Aku berjalan tanpa arah disekeliling asrama dan sekolah, Aku baru menyadari juga bahwa ini sangat luar biasa.
Sekali lagi, lingkungan yang cocok. Area hutan ramai, yang bahkan tak pernah aku kunjungi kini ramai pelajar.
"Wah, cantik..." bisik beberapa laki-laki dan mengangguk.
"Hannah, gimana cara dekat sama ketos? Harus tanggung jawab apa dia sama kamu?" desak dua orang gadis didepanku.

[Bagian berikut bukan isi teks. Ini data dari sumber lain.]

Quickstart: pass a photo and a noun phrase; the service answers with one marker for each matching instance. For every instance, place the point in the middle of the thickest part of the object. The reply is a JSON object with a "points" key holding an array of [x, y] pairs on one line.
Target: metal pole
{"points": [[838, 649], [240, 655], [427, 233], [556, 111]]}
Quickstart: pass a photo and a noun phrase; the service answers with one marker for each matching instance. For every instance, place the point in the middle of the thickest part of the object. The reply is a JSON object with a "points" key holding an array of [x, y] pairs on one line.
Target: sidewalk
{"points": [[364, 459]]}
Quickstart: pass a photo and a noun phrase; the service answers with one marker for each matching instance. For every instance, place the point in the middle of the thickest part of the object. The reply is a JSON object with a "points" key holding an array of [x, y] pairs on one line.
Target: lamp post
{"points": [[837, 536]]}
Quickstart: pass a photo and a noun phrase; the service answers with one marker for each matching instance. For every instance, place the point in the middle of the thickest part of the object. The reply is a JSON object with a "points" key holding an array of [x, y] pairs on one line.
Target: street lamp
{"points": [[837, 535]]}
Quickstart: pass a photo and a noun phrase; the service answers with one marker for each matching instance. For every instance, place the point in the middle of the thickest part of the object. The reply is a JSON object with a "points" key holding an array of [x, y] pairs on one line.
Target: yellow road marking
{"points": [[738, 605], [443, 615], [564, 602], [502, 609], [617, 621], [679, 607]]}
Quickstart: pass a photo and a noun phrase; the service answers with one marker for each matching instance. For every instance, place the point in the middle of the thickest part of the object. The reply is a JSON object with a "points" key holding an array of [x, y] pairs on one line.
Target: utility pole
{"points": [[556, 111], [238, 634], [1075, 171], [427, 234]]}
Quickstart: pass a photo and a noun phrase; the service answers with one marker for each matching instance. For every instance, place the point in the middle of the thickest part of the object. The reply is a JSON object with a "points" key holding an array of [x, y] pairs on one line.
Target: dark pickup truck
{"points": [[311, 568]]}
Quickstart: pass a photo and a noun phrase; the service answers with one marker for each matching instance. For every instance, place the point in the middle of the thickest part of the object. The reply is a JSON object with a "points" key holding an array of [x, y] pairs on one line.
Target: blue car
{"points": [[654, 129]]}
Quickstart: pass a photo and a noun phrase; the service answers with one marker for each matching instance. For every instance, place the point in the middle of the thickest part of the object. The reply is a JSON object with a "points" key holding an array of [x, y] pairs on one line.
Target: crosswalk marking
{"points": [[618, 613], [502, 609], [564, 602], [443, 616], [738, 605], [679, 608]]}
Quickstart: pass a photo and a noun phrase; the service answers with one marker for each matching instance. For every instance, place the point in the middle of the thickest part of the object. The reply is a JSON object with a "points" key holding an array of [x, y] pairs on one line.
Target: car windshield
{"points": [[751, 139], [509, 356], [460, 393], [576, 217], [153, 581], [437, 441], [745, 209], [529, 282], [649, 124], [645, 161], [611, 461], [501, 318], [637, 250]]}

Aku mengernyit dan ponselku berdering dengan nomor tak dikenal.
"Ssh" gerutuku sambil jalan.
Dan jika diamati, nomor itu adalah nomor lamaku. Tapi sangat mengganggu saat baru saja panggilan diterima langsung terputus.
Aku mengangguk dan tersenyum kearah lain, Aku terheran beberapa detik kemudian.
Kenapa laki-laki itu mempunyai nomor baruku, "darimana ia tahu?"
"Hahah haha" tawanya puas.
Aku mendekatkan sepiker ponsel di telinga kanannya.
"Anjrit!" sasarnya terkejut.
"RION!" sentakku menyahut ponselku telah pulih.
Aku melihat semuanya, ia mengirim chat pada kakak-kakakku seolah memang Aku.
Kak Hamish bahkan mengirimkan nomor baruku dan dibuat mainan oleh Rion, ketua kelasku.
"Kok bisa ada di kamu? Kapan selesainya?" cecarku.
"Bilang makasih dong, gue yang bayarin hp lu..." balasnya santai.
Aku duduk karena kakiku masih sedikit sakit, Rion menyusul "Si Tsakif anak pelit itu, dia gak mau bayar. Katanya kemahalan buat benerin lcd layarnya." jelasnya.
"Terus?" singkatku.
"Ya gue lah yang ditelpon kang servisnya." jawabnya tak santai membuatku sampai berkedip karena terkejut.
"Berapa harganya?"
"900 ribu"
"Mahal banget!" tolakku.
"Lu berdua nih orang kaya pelit apa gimana, sih?"
"Yang suruh benerin siapa? Orang aku udah punya yang baru..." ejekku memperlihatkan ponsel keluaran terbaru sama seperti miliknya yang dipamerkan beberapa waktu lalu.
"Njirlah, jadi lo berdua gak mau ganti rugi? Uang jajan gue kepotong dah, bulan ini!" keluhnya lemas.
Kita sama-sama terdiam, "Ayolah balikin, gue makan apa?"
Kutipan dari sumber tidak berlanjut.